The Civic Standing Committee of Mumbai had requested the Chief Minister of Maharashtra not to allow any increase in FSI and no high rise structures in Mumbai till 2013. The Committee also stressed not to permit any high rise structures in the city unless and until the new Development Plan (DP) is ready by 2013 and to continue with the current FSI until the DP is ready.

The Committee strongly emphasized the restraint that due to rapid and heavy construction activity in the city; there is heavy load on civic infrastructure. It is being heavily burdened by a lot of construction activity in the city mainly the redevelopment activities for housing societies. There is barely any improvement in water supply, drainage and sewage systems, health and fire services, roads, parking facilities. The slum rehabilitation schemes are adding to the load. With total utilization of increased in FSI, the burden on infrastructure will only increase.

However, contrary to the recommendations of the Civic Standing Committee, the Maharashtra Government, in an attempt to accommodate the Builders/Developers lobby, amended the Development Control Regulations (DCRs) for the State Capital City, Mumbai by introducing the Fungible FSI that now according to the new DCR Amendments, Balconies, Flower Beds, Terraces, Voids and Niches would now be counted in the Floor Space Index (FSI). To compensate for the loss of free-of-FSI areas, Fungible FSI to the extent of 35 per cent for Residential Development and 20 per cent for Industrial and Commercial Developments shall been allowed with premium.

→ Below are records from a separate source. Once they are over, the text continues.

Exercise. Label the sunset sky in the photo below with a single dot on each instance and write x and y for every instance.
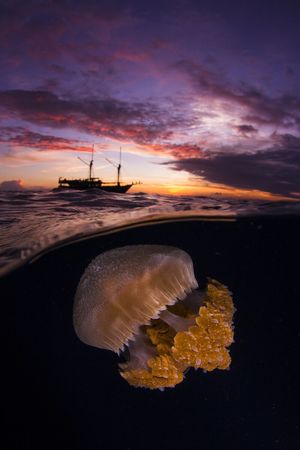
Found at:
(202, 96)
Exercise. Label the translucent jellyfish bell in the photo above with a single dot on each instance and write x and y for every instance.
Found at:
(143, 300)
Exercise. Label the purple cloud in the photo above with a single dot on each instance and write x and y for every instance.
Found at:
(275, 170)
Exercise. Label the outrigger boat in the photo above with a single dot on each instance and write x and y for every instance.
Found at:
(95, 183)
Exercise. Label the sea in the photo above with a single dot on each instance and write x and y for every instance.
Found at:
(63, 394)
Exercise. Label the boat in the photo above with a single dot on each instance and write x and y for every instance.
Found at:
(94, 182)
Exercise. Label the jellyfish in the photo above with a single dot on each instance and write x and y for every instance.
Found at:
(143, 302)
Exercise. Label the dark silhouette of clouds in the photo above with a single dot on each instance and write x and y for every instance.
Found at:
(21, 137)
(130, 121)
(275, 170)
(282, 110)
(246, 130)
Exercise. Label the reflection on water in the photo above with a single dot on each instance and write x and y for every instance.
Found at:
(33, 221)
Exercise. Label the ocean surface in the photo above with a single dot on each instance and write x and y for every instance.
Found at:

Adding salt and pepper to the soup of the Developers, a further modification is in the offing that any building with a height of 30 meters (Nine Floors) will soon be categorized as a high-rise, an increase of 6 meters from the existing definition (24 meters or seven floors) with a reason that this is mainly to facilitate redevelopment of buildings on small plots, say BMC officials.

This is one of the modifications sought by Municipal Commissioner Subodh Kumar from the State Government last week after Builders and Developers complained of “Planning Constraints”. Once a building falls under the definition of high-rise, it has to comply with a slew of rules, mainly pertaining to Fire Safety Regulations.

In a letter on 26th March, 2012 from the Municipal Commissioner Subodh Kumar to the State Urban Development Department, it has been strongly recommended that the definition of multistoried buildings needs to be revised for buildings with heights over 30 meters and that in buildings up to 30 meters in height, the terrace floor of the building will be treated as the Refuge Area.